France to offer young people fertility checks to combat falling birth rates

France to offer young people fertility checks to combat falling birth rates

In a video broadcast by Elle, Mr Macron – who has no children, although his wife Brigitte has three from her first marriage – also suggested opening a “debate” on the introduction of a possible “duty to visit” for fathers in single-parent families where women are the main carers.

“We’ve allowed men to exonerate themselves from all parental duties,” he said, while pointing out that 90 per cent of youths involved in riots in France last July “came from either child welfare or single-parent families”.

Mr Macron added: “When there is a father, he must exercise all his duties and the mother, when she is in that situation, must be able to demand regular visits.” 

He said fathers should, for example, take part in parent-teacher meetings and be a “stakeholder” in the child’s education.

The president stressed: “It’s a duty to be a parent, and it’s a duty that doesn’t end with divorce or separation”, and said parents must “both exercise their responsibilities”.

He added: “Even for the child, it’s better … a child who never sees his father is a child who feels abandoned” and “whose emotional and educational development is not the same”.

Meanwhile, the French president also insisted that he had “no complacency” towards actor Gérard Depardieu, who is facing rape charges.
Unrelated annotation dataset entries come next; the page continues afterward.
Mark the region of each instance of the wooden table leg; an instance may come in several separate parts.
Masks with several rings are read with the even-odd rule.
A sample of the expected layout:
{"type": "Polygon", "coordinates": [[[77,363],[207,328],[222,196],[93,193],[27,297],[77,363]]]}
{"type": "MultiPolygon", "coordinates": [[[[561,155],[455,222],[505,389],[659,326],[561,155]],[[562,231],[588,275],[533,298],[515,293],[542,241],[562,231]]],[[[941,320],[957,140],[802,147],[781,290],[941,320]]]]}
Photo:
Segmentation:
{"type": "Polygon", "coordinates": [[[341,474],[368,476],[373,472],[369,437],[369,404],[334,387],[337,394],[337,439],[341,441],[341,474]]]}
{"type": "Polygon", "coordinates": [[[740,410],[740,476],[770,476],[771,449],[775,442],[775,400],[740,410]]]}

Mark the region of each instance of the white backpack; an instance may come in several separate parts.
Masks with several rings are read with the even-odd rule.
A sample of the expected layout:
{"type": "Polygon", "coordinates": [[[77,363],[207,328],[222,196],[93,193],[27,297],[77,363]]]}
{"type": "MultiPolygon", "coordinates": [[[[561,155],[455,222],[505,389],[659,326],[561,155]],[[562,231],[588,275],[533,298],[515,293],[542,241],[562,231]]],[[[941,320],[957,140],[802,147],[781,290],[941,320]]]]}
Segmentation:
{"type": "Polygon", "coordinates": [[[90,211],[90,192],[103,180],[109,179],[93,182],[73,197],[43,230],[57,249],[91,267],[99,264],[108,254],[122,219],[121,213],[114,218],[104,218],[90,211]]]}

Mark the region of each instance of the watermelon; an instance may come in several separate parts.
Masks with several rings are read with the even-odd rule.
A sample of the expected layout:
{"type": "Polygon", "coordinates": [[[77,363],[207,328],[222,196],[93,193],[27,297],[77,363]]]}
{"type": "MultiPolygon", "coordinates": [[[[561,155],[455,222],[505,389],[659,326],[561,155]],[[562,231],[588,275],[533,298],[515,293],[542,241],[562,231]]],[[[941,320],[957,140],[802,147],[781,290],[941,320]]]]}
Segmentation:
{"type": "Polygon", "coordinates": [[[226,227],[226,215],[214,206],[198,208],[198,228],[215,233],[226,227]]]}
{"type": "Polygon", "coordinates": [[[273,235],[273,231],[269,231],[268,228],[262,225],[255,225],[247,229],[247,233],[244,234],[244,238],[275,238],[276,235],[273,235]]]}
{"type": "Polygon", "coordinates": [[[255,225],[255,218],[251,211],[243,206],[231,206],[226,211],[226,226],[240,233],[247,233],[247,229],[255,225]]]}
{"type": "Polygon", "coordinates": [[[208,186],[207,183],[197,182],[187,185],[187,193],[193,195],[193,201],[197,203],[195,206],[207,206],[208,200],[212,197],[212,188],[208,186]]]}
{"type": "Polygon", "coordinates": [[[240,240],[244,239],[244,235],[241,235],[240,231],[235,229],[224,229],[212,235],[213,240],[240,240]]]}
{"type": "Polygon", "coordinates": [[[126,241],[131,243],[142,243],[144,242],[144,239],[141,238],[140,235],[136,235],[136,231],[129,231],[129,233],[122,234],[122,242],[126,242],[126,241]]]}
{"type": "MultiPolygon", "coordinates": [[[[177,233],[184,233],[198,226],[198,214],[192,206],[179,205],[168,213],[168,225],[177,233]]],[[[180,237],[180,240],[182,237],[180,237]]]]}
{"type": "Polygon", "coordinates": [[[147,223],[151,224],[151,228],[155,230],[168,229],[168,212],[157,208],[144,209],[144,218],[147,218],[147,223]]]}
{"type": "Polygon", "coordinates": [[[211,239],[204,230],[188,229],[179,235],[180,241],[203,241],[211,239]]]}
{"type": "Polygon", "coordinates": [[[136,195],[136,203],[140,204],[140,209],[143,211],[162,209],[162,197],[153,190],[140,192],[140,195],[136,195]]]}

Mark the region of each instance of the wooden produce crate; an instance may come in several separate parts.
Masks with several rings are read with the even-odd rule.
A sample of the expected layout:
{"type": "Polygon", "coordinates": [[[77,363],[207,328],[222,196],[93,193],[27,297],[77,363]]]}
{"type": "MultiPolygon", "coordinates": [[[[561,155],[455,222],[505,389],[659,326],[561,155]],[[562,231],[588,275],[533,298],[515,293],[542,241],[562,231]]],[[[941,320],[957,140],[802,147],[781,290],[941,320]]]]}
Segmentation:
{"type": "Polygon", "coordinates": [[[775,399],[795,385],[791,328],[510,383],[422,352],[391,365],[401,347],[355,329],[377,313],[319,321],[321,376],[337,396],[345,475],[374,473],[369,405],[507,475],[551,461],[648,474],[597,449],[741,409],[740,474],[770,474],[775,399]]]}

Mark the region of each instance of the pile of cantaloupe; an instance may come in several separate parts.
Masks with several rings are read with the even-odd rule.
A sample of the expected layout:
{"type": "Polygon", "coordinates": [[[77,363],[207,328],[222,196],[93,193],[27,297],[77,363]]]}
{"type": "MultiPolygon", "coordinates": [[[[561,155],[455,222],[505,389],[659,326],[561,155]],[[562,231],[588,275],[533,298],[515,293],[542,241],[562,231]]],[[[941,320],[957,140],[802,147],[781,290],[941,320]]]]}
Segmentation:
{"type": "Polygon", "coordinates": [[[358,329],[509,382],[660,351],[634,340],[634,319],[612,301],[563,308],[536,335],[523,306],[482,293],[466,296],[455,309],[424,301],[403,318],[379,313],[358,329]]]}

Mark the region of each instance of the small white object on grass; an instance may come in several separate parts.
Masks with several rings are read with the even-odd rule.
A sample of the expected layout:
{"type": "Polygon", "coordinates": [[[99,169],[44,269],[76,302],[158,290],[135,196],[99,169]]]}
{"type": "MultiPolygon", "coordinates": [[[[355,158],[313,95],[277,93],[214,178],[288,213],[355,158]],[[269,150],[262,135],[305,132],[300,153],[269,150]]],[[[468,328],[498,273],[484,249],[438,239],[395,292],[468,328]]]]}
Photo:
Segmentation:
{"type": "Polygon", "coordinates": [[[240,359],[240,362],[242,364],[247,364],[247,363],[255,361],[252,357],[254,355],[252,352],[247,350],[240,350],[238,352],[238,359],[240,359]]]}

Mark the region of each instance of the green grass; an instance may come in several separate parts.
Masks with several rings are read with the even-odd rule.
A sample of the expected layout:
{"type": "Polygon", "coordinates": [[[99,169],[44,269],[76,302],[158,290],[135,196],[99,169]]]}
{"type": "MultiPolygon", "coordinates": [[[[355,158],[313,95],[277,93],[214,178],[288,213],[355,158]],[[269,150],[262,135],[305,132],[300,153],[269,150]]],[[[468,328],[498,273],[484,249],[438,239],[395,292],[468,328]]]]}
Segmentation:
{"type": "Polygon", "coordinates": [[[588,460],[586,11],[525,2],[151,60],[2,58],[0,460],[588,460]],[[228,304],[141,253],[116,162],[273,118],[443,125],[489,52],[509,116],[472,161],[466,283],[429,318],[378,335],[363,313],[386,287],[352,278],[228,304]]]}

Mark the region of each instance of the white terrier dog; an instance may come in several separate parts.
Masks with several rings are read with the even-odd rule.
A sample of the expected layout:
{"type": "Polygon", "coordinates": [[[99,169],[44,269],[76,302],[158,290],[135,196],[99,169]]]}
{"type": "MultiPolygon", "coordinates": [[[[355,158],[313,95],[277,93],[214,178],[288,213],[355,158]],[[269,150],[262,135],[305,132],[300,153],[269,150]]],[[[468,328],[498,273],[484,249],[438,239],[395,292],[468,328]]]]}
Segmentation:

He said he had “never defended an aggressor against victims”.

Mr Macron sparked uproar in December after he defended the actor as innocent until proven guilty and insinuated that he was the victim of a “manhunt”.

“He’s an immense actor, a genius of his art,” he added. “He makes France proud.”

Mr Macron told Elle: “My priority is and always has been, protecting victims, and that also applies to the Depardieu case.”